31/07/2009

Des-obrigada.

Acordei pensando em como a minha vida é boa. Uma família legal, um namorado legal, estudo e não preciso trabalhar, saio todos os fins de semana, tenho muitos amigos e nenhum problema grave de saúde. Me senti na abrigação de agradecer a Deus. Mas ao contrário perguntei-Lhe o por quê de ter nascido em uma família de classe média no Brasil?
Agradeci por ter estudado em boas escolas e fazer uma faculdade particular. Agradeci por não ter passado fome e não ter que me preocupar sempre com a maldade alheia. Por poder me preocupar em arrumar um namorado ou em fazer uma festa.
Mas não pude agradecer à Deus por me sentir medíocre. Por não estar preparada para ouvir o outro. Por pertencer à uma classe que se acha detentora de todo conhecimento. Por achar que ouço as melhores músicas, leio os melhores livros e frequento os melhores bares. Por achar que faço e digo coisas inteligentes. Por ser alternativa só pra ser igual.
Não consegui agradecer a Deus por não me deixar levar pelas futilidades da vida, mesmo sabendo que tudo vale a pena, se a alma não é pequena.
Não agradeci por ser irônica e ver vantagem nisso. Por julgar sempre as atitudes alheias de acordo com os parâmetros da classe. Por, mesmo assim, ver as coisas de forma simples e querer que todos vejam também. Por querer desconsiderar os valores morais que há tanto tempo nos orientam. Por querer que me julguem imoral, sim, mas não me condenem por isso.
Não consegui agradecer à Deus por estar na média. Por achar que os meus padrões estão absolutamente corretos. Por achar que existem pessoas inteligente e burras, quando essa é somente mais uma forma de discriminação. Por achar que a inteligência está nas palavras e não nas ações. Por querer falar de coisas inteligentes e não ver que há sabedoria em tudo. Por ter uma visão limitada. Por querer levar a vida com bom humor. Por querer ajudar os outros sem perceber que, por isso, me achava de certa forma superior.
Não pude agradecer à Deus pela vontade de magoar os outros. Pela vontade de responder à altura. Por dizer o que penso a quem não quer ouvir. Por achar que todos achariam graça nas mesmas coisas que eu. Por achar que estando entre outros da classe média, estaria entre iguais. Por querer agradar a quem nem conheço.
Não agradeci a Deus por estudar um pouco e achar que sei muito. Por querer mostrar a todos o pouco que aprendi. Por confundir sabedoria e inteligência. Por não ver beleza nas coisas simples. Por ter que sustentar uma imagem.
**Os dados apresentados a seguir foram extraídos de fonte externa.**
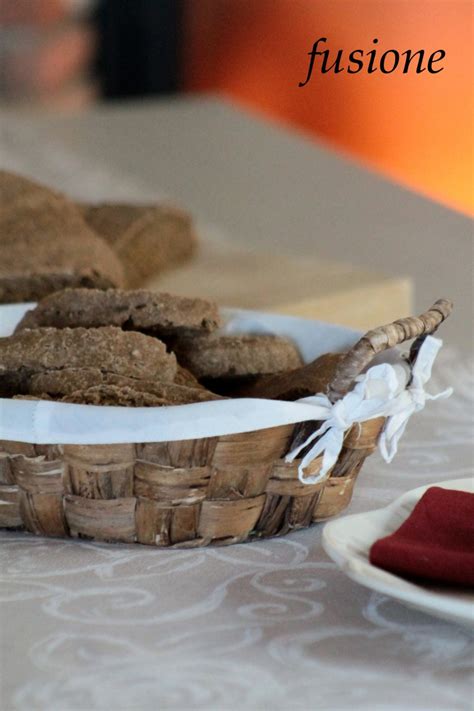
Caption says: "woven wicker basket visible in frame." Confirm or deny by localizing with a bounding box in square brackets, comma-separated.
[0, 300, 452, 547]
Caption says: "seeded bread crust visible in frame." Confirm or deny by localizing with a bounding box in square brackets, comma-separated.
[28, 368, 220, 405]
[0, 196, 124, 303]
[0, 326, 177, 397]
[16, 289, 220, 336]
[80, 203, 197, 287]
[61, 384, 218, 407]
[174, 334, 302, 379]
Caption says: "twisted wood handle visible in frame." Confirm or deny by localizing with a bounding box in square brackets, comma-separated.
[328, 299, 453, 402]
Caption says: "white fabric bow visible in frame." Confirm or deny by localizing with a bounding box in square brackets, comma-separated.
[379, 336, 453, 462]
[285, 336, 452, 484]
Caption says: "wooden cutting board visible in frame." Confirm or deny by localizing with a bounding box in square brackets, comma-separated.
[147, 238, 412, 330]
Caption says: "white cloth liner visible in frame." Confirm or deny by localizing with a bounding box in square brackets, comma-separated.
[0, 304, 450, 483]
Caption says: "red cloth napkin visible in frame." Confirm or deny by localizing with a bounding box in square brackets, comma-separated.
[369, 486, 474, 586]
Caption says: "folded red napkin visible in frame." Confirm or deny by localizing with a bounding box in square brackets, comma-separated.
[369, 486, 474, 586]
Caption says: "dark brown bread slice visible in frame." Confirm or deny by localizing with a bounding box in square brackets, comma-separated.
[16, 289, 220, 336]
[60, 384, 219, 407]
[0, 170, 62, 211]
[0, 326, 177, 397]
[80, 203, 197, 287]
[175, 334, 302, 379]
[0, 197, 123, 303]
[61, 385, 169, 407]
[233, 353, 345, 400]
[27, 368, 220, 405]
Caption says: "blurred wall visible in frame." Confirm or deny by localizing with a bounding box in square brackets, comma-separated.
[183, 0, 474, 213]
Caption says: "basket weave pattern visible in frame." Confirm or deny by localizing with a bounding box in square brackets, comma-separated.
[0, 300, 451, 547]
[0, 418, 383, 546]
Por ter que seguir algumas normas para que me achem 'bem educada'.
Me recusei a agradecer por ser obrigadaa preocupar com coisas como roupa, cabelo e bunda. Por ter que medir sempre minhas palavras. Por ter que me preocupar com a opinião alheia. Por ter que ganhar dinheiro. Por ter que saber dirigir. Por ter segurança na minha rua. Por achar ruim ter que dividir algumas coisas com meus irmãos. Por exigir, mesmo implicitamente, cada gota de suor dos meus pais. Por querer consumir. Por me conformar com tudo isso.
E me senti ainda mais pobre por não conseguir agradecer a Deus.
Então perguntei a mim: Por que tenho tanto e sou tão pouco?